A maioria dos tratamentos para dislexia enfatiza a assimilação de fonemas, o desenvolvimento do vocabulário, a melhoria da compreensão e a fluência na leitura. Esses métodos ajudam o disléxico a reconhecer sons, sílabas, palavras e frases -pois, para eles, cada termo lido acaba se parecendo com uma "nova palavra". É aconselhável que a criança disléxica leia bastante em voz alta para que possa ser corrigida no ato. Alguns estudos sugerem que um tratamento adequado e ministrado bem cedo pode corrigir as falhas nas cone-xões cerebrais a ponto de elas se tornarem mínimas -isso no caso de dislexia leve, mas, mesmo para portadores de grau médio ou severo, um tratamento direcionado pode diminuir os sintomas. Como os disléxicos costumam ser muito inteligentes, tendem a ativar outras áreas do cérebro para compensar suas perdas de memória e concentração.

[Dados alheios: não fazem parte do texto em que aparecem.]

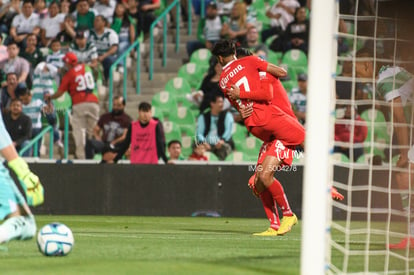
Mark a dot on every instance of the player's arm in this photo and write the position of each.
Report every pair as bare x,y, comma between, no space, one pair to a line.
29,181
124,145
264,94
401,130
276,70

Muitos especialistas sugerem, inclusive, que pessoas disléxicas, por serem força-das a pensar e aprender de forma diferente, se tornam mais criativas e têm idéias inovadoras que superam as de não-disléxicos. Pode não ser determinante, mas vale lembrar que algumas personalidades que se tornaram célebres também eram portadoras desse distúrbio, entre elas o desenhista Walt Disney, a escritora Agatha Christie, o inventor Thomas Edison e o ator Tom Cruise (que diz ter sofrido muito no início da carreira para memorizar seus roteiros).
Mesmo que a dislexia não seja curada, conviver com ela é necessário. Os portadores têm, inclusive, direitos assegurados por lei. Crianças com dislexia podem, por exemplo, pedir para refazer provas orais, ter uma hora a mais nas provas escritas e usar livremente uma calculadora. Giovana, muito discreta, prefere usar um lápis com a tabuada impressa. Ela teme ser tachada pejorativamente, como se tivesse uma doença contagiosa. Apenas quando conhece melhor a pessoa ela vence o cuidado de disfarçar a dislexia, o transtorno tão comum e tão desconhecido.